Emerson foi contratado por telefone por Luxemburgo duas horas depois de o Santos perder de virada do Flamengo, na Vila Belmiro, no dia 26 de julho. Apesar de ter atuado poucas vezes e passado por inúmeros problemas de contusões durante o seu último contrato com o Milan, o acerto com o Santos foi anunciado antes que ele se submetesse aos exames médicos de praxe.

Cinco dias depois, o ex-volante da seleção brasileira, visivelmente acima do peso, foi apresentado como novo astro do time. Consta que ele ganha R$ 250 mil por mês. O seu contrato termina no dia 31 de dezembro, com opção de renovação por mais um ano. Participou de seis jogos, quase todos incompletos, não marcou gol e recebeu dois cartões amarelos.

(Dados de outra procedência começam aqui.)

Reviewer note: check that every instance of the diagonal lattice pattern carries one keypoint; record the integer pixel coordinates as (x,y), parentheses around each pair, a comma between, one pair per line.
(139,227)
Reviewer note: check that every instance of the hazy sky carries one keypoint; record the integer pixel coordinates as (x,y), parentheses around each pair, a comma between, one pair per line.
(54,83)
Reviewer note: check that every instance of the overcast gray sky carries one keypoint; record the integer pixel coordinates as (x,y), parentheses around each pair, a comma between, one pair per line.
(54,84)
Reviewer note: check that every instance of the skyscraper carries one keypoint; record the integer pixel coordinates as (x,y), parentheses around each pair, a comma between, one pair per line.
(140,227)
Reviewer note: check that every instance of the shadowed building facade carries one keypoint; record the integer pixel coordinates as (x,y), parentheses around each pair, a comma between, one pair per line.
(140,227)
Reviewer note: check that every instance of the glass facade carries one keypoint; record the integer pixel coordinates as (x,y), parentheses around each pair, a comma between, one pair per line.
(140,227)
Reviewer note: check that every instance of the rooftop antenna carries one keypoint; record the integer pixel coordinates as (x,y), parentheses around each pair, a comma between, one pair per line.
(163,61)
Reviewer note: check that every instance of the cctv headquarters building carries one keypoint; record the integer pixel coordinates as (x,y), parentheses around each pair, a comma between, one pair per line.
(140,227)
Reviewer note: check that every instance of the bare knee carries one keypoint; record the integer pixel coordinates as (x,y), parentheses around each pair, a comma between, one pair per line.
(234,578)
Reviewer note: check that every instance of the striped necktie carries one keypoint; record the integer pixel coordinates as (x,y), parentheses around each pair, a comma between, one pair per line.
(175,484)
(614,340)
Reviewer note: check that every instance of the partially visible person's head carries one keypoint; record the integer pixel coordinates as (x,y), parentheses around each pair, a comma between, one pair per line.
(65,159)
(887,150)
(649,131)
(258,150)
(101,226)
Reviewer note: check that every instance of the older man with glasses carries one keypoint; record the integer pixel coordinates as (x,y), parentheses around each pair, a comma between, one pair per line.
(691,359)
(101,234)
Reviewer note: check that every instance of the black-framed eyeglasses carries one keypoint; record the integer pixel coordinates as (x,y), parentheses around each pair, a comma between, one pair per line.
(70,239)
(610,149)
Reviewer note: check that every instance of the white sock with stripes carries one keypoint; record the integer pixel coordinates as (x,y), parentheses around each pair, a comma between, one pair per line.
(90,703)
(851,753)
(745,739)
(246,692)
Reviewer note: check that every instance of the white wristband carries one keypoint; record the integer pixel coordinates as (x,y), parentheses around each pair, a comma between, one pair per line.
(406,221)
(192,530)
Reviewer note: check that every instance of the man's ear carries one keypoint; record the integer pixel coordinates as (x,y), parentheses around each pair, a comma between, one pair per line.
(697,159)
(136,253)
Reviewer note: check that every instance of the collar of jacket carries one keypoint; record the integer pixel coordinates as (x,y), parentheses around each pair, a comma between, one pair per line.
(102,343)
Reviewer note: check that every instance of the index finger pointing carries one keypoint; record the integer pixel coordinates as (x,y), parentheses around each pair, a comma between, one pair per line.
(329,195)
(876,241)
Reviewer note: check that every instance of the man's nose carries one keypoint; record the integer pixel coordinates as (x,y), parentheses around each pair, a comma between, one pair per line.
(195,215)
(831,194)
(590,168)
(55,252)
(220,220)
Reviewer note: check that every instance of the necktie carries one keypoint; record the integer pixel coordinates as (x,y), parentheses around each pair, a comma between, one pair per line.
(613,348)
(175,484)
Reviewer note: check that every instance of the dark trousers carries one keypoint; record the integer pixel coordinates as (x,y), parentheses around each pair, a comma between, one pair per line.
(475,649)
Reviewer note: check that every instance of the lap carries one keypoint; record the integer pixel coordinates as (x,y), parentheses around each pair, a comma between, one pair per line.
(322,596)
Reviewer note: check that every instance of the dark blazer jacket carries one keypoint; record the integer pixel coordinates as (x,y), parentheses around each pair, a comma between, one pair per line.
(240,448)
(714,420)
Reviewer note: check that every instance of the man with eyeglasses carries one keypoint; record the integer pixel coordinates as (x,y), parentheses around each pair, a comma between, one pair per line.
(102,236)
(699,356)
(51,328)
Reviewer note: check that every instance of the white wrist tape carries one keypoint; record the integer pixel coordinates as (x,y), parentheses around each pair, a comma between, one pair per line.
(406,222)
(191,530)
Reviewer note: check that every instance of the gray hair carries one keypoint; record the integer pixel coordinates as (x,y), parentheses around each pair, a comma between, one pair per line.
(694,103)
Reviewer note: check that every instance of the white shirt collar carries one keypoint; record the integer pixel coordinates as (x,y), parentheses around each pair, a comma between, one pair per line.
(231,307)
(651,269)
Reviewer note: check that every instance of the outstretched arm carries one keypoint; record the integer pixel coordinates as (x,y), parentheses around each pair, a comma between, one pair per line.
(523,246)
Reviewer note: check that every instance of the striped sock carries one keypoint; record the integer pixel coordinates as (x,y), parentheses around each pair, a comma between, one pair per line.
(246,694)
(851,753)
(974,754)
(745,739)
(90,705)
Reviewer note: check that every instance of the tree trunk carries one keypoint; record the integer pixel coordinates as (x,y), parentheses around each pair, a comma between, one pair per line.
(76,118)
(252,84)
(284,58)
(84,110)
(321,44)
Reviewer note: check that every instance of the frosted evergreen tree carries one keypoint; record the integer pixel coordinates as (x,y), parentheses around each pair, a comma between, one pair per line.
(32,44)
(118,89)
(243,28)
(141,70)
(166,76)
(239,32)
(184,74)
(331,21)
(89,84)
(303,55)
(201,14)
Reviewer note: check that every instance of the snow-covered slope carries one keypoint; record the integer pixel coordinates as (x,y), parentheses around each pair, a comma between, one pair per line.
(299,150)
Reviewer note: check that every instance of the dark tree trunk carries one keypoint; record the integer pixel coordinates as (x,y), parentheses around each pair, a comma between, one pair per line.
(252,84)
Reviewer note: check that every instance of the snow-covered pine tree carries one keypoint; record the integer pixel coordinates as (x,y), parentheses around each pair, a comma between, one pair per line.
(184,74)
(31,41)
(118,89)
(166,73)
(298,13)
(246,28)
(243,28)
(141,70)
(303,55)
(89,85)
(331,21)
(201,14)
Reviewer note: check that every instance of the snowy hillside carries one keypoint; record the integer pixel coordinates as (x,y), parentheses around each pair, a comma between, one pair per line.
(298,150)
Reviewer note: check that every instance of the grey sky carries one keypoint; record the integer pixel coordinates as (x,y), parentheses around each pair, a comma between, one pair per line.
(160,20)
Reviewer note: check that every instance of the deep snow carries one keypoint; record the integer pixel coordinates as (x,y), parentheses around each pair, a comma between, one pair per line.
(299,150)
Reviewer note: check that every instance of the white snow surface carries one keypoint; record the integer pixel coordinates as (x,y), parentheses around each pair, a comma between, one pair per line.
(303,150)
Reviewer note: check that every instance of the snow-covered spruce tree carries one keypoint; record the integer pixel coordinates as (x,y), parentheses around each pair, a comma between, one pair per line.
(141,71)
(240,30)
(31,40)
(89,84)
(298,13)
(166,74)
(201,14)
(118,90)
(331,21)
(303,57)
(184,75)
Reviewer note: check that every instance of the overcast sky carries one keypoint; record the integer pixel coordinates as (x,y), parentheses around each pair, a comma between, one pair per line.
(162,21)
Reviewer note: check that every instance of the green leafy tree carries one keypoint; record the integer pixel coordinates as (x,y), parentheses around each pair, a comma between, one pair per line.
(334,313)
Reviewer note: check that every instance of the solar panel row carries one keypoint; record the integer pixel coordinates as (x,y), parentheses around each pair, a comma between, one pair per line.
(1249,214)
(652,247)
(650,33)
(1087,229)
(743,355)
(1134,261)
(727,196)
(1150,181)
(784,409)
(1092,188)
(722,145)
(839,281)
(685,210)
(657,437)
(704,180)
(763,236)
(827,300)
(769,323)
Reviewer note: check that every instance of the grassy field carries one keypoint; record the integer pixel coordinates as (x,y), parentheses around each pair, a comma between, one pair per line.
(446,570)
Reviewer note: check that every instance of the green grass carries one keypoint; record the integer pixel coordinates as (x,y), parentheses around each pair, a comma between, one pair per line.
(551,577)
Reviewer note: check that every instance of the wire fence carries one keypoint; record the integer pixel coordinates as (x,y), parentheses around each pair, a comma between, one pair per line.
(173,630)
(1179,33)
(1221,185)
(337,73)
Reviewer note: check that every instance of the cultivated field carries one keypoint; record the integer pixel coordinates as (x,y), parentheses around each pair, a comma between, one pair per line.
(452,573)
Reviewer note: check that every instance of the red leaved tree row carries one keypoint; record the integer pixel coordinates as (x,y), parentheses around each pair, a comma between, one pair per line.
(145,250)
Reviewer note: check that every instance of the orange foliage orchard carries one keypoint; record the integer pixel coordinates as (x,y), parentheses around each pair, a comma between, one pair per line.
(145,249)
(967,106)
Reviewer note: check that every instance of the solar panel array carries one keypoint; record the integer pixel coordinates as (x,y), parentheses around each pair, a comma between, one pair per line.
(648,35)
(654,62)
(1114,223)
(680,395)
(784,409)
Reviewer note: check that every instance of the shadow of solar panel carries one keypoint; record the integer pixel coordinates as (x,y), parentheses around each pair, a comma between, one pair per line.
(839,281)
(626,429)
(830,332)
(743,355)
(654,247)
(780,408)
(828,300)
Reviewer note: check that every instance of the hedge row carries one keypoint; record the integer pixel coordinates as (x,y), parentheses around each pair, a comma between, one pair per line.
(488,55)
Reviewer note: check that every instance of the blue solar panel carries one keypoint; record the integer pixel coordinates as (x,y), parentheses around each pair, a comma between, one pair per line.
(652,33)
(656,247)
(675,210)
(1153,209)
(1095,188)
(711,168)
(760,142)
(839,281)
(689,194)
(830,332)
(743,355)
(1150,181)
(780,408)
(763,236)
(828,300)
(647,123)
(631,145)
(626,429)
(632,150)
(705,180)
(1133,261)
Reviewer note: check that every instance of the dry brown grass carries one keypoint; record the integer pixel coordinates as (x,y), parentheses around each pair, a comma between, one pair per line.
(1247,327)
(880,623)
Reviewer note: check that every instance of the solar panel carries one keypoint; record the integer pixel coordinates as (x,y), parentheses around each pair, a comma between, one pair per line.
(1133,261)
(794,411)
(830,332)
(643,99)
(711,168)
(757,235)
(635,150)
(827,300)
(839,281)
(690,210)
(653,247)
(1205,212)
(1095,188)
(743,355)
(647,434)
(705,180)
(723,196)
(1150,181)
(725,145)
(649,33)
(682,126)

Quando Emerson deixou de participar do coletivo que precedeu o clássico contra o Palmeiras, a explicação do preparador físico Antônio Mello foi que ele tinha sido preservado por ter sentido demais a carga do treino da véspera, mas estava escalado para o clássico. Nos dias seguintes, o problema passou a ser explicado como um pequeno desconforto muscular e, depois, a informação era de que ele se recuperava de uma inflamação na tíbia esquerda.